Apart from meeting my wife Lucy, nothing better has happened to me in my adult life than joining Aflatoun in 2008. It has been like finding a second family, or joining the most wonderful club with members from all around the world. It is hard for me to reflect on my time at Aflatoun and separate out the professional from the personal, the two are so intertwined. Professionally Aflatoun has allowed me to devote ten years and more to people I regard as the unsung (and underpaid!) heroes of society: The teachers. Both my wife and I come from strong teaching backgrounds, with both sets of parents and many relatives having spent all their working lives in schools and classrooms. So being part of Aflatoun and working with teachers has felt both natural and true to my origins. My working adult life feels like an extension of my childhood.
In 2008 we concluded that how we teach would always be at least as important as what we teach and we started investing as much time and effort in training teachers as we did in curriculum development. We realized that the success of the program depended on the relationship between teachers and learners. We also grasped that we needed to reward and motivate teachers and that we would never be able to do this financially. What we might be able to do however, would be help them rediscover the joy of teaching and help them become better teachers in general. Through our global network of Master Trainers, we set out to help teachers engage with active-teaching and learning and encouraged them to apply these skills in all their classes, whether that be CSFE or any key subject in the national curriculum. Aflatoun’s willingness to help teachers in ways that transcended the organization’s own programmatic goals is one of the things I admire most.

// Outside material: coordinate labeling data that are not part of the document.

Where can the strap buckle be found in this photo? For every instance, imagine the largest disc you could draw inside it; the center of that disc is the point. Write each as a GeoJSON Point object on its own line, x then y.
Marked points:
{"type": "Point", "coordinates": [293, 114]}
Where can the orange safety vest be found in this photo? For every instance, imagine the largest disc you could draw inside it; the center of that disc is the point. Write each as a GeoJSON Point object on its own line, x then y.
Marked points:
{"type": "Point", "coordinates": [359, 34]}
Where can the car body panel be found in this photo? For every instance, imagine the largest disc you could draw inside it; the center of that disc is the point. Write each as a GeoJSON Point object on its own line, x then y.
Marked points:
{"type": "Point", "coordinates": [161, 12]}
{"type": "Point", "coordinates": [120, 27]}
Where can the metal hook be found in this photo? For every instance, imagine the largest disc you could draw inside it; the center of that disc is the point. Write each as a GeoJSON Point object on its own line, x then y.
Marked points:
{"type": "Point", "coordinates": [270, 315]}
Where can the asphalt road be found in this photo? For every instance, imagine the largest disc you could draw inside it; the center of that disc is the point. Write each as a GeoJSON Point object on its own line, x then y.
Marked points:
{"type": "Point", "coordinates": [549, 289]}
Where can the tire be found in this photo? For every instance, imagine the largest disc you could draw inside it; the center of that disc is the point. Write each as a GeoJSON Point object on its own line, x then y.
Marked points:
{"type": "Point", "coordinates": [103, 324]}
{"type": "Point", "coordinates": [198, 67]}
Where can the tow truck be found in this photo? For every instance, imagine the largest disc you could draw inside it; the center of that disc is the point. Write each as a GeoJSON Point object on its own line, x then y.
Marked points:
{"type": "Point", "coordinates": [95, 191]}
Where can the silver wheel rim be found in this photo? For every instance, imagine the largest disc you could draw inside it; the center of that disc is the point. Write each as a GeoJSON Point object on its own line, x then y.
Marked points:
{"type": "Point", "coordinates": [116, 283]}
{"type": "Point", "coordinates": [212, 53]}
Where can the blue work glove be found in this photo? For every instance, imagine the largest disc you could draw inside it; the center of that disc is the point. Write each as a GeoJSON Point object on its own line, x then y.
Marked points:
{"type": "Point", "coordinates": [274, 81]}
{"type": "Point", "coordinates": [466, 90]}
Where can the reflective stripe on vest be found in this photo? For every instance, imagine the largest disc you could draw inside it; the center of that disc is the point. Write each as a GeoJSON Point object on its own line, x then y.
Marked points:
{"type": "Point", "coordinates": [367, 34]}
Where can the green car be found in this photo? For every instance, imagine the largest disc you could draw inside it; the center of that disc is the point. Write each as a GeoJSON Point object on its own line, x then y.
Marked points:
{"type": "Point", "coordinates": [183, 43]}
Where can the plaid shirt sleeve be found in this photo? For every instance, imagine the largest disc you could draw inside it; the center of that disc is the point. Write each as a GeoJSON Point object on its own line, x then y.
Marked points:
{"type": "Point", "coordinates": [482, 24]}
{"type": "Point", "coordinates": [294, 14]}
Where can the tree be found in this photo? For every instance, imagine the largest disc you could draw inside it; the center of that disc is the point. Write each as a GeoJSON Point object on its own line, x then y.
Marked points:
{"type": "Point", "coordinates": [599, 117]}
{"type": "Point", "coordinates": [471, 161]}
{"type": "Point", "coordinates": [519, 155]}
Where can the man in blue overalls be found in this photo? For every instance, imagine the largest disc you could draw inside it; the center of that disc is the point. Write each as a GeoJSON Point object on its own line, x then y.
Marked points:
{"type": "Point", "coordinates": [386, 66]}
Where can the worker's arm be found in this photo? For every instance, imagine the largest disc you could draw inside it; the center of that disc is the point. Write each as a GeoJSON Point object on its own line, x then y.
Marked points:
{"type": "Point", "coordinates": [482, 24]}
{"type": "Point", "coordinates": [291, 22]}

Looking back, every workshop, every relationship with a partner organization and every new friendship forged with colleagues around the world has been precious. Like everyone in the Secretariat, I have learned so much from our partners and the teachers they work with. If I had to focus on one step of this journey, I would point to the burgeoning relationships we have forged with Ministries of Education and with teacher-training institutes around the world. Being accepted as a partner by a Ministry of Education is the ultimate accolade and is always humbling and inspiring. If I had one wish for the future, it would be to see Aflatoun’s Global Master Trainers spending as much time helping out with pre-service training as they have been doing with in-service.
The curricula that Aflatoun devises alongside its partners are another great source of pride and inspiration to me personally and professionally. The concept of Child Social and Financial Education seems to get more relevant every year. Its unique strength lies in its ability to balance what are often seen as disparate themes; financial education with its focus on saving, budgeting and enterprises, and social education promoting a rights-based approach and social justice. The genius of blending social with financial education is that each makes the other stronger. Child Social and Financial Education gives children survival skills in the 21st century. It equips them to participate in an increasingly complex financial world. It’s emphasis on the equality of all people as rights-holders regardless of gender, religion or ethnicity provides a vision of unity and cohesion to counter the negative and forceful voices that always seek to divide people and marginalize them.
It feels like a blessing to have been part of this adventure alongside so many thousands of like-minded individuals.